University of Oregon chemistry professor Ken Doxsee visited Thonburi, Thailand, in December to speak and perform experiments at the grand opening of a facility named in his honor – Assumption College’s Doxsee Green Chemistry Laboratory.
Doxsee started teaching at the UO in 1989 and also serves as UO associate vice provost for academic affairs.
He began his work with green chemistry in Thailand in 2006, when Thai Princess Bajrakitiyabha Mahidol came to Eugene on an official state visit. A key part of her visit was the announcement of an expansion for the UO's Distance Learning Program – originally started in 1996 for teachers of English as a second language – to include physics/mathematics and green chemistry.

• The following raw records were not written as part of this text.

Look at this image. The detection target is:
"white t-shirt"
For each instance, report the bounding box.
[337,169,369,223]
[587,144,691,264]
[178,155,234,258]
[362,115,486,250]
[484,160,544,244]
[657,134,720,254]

Doxsee decided then to focus on the development of a green chemistry laboratory curriculum for high school students, to be introduced through distance learning technologies to educators throughout Thailand.
Doxsee believes that focusing on educators guarantees maximum impact. "If we teach a teacher, how many students will that teacher teach?" he says. "If we teach 100 teachers, the numbers start to be staggering."
Following several introductory web-based sessions, Doxsee traveled to Bangkok to present an address at a chemistry conference and found himself seated next to Abdulaziz Alnajjar, president of the Kuwait Chemical Society. After hearing Doxsee’s green chemistry pitch, Alnajjar asked Doxsee to develop a workshop to be presented in Kuwait.
Recruiting his long-term Mexican colleague and collaborator Jorge Ibañez, a chemical educator at the Universidad Iberoamericana, Doxsee developed a curriculum for the three-day Kuwait City workshop. The session was presented in March 2009, bringing the concepts and practice of green chemistry to some 60 Kuwaiti high school teachers.
With a relevant and reliable experimental curriculum in hand, Doxsee offered six live-web workshop sessions, totaling 15 hours of instruction, to teachers throughout Thailand. Taking advantage of the distance learning network overseen by the Thai Distance Learning Foundation, those sessions provided direct two-way communication with teachers at two sites in Thailand – one in Bangkok, the other in Hua Hin – and were simultaneously carried live to thousands of other schools. Rebroadcasts of the workshop sessions brought them to viewing audiences throughout Southeast Asia and southern China.
Following this workshop series, Doxsee was introduced to Wetchaiyan “Jay” Jaturas, director of the English Language Program at Assumption College – Thonburi (ACT), one of 16 K-12 schools in Thailand’s Assumption College system. ACT’s enthusiasm for pioneering the introduction of a green chemistry curriculum led to two subsequent visits to Thailand, during which Doxsee and Jaturas met with numerous influential scholars and administrators – from the head of the Thai Distance Learning Foundation to the Grand Chamberlain of the Royal House of Siam – and received enthusiastic endorsement of the effort.
During a meeting with Brother Chamnan Laoruckphon, Director of ACT, Doxsee and Jaturas were delighted to hear the educator propose the construction of a green chemistry lab on the ACT campus. A promising site was identified, in the heart of campus and several feet above ground level (an important consideration given the devastating floods that had inundated much of Thailand, including the ACT campus, only a year earlier).
Armed with a tape measure, note pad and pencil, the three quickly sketched several lab designs, and construction began a few months later. As the lab took form, plans were laid for a grand opening ceremony in December 2013.
Shortly before the event, Doxsee received a call from Thailand, informing him that ACT wished to honor his contributions by naming the lab after him.
“I hesitated, as the project had never been about me, but rather about the students,” Doxsee says.
But ACT was insistent. On Doxsee’s seventh trip to Thailand, he witnessed the grand opening of his namesake lab. Following speeches and a ribbon-cutting ceremony, Doxsee performed several simple, green experiments for the 60 to 70 dignitaries who had traveled from schools and universities from throughout Thailand for the occasion.
In an interview broadcast on ACT’s on-campus television program, Doxsee was asked, “What is your personal motto?” His reply: “Make a difference.”
Visits to Assumption College campuses in Sriracha and Ubon Ratchathani are already generating considerable interest in replicating the green curriculum at those locations. There are also expectations that the ACT green lab will serve as an international resource for the dissemination of green chemistry to teachers throughout the 15-country Federation of Asian Chemical Societies.
Doxsee has reason to believe he really is making a difference.